最近、子どもを叱ったことはありますか?子どもが嘘をついたとき、危険な行為をしたとき、または他人を傷つけるような場面では、叱ることがあるでしょう。しかし、「叱る」という行為にはネガティブなイメージが強く、できることなら避けたいと考えてしまうかもしれません。叱ることで子どもから嫌われたくない、子どもを泣かせたり悲しませたりしたくない――そうした感情から、叱るのをためらう場面もあるでしょう。
では、「叱る」という行為の出発点はどこにあるのでしょうか?叱る側、つまり多くは大人が、その子どもの行動やその背景にある考え方に対して反対する気持ちを抱いたとき、「叱る」という行為が生じるのだと思います。ただし、叱る側が思い通りにならないことへの憤りや苛立ちをぶつけてしまうと、本来子どものための行為である「叱る」ことが、大きく逸れて「怒り」となってしまいます。「叱る」という行為は叱る側の感情と密接に関わっているため、自らの感情をコントロールすることが重要です。「叱る」とは、子どもを大切に思う気持ち、すなわち「愛情」を土台とする行為です。だからこそ、叱る側には目的を見失わず、冷静でいることが求められます。
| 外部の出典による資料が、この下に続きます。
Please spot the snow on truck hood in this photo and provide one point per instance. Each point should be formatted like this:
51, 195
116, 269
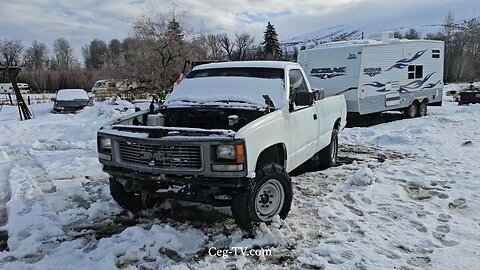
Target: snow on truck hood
245, 92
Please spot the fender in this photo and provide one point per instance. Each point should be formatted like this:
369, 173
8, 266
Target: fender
262, 133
ところで、「叱る」という漢字は「口」に「七」と書きます。これは、叱る側が何度も繰り返し「やってはいけないこと」を説き、子どもが自ら善悪を判断して行動する力を身につけることに通じるものではないでしょうか。叱られた子どもは、「できなかった自分」「悪いことをした自分」と向き合わなければなりません。悔しさや悲しみから涙が出ることもあるでしょうし、感情の行き場を失うこともあります。そのため、なるべく早く気持ちを切り替えられるような配慮も必要です。繰り返される「叱り」の中で、子どもはなぜ叱られたのか、どのような行動が叱られるのかを自ら考え、判断する力を育んでいきます。その際、大切なのは「じっくり長時間叱る」のではなく、「何度も繰り返し、あっさりと叱る」ことです。
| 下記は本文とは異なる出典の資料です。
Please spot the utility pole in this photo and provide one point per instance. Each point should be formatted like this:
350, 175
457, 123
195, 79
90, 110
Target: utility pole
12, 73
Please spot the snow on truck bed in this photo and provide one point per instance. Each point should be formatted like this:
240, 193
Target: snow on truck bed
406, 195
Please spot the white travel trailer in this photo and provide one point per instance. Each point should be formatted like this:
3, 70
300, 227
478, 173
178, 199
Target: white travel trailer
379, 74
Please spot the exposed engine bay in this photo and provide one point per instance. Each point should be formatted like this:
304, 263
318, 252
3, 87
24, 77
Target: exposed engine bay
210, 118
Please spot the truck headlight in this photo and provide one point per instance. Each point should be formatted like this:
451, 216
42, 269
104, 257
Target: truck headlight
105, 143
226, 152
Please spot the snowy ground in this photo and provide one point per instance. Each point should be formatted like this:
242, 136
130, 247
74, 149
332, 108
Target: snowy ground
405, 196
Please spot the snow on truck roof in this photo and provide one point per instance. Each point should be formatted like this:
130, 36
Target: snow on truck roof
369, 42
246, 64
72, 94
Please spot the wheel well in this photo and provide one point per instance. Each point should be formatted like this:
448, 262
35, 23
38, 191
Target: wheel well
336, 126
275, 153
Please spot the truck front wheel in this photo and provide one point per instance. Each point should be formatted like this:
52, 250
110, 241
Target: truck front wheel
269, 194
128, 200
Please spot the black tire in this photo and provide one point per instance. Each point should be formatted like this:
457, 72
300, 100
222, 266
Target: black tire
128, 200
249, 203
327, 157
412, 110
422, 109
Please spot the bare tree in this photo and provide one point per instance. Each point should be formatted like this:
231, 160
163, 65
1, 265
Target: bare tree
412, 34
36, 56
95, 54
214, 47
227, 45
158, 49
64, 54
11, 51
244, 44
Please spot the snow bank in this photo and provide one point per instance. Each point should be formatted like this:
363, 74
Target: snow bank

叱ることで行動が改善されるのは、叱りの意図が子どもに伝わり、子どもが反省した証です。「自分を顧みて、自分を変える」ことの難しさは、大人のほうがよく知っているでしょう。それを成し遂げた子どもを大いに褒めて認めること――それもまた、叱りの一連の流れとして重要です。
「叱る」ことは決して簡単なことではありません。しかし、人が成長していくうえで、なくてはならないものでもあります。大人になって、子どもの頃によく叱ってくれた人のことを思い出すとすれば、それはその「叱り」の根底に、紛れもなく「愛情」があったからではないでしょうか。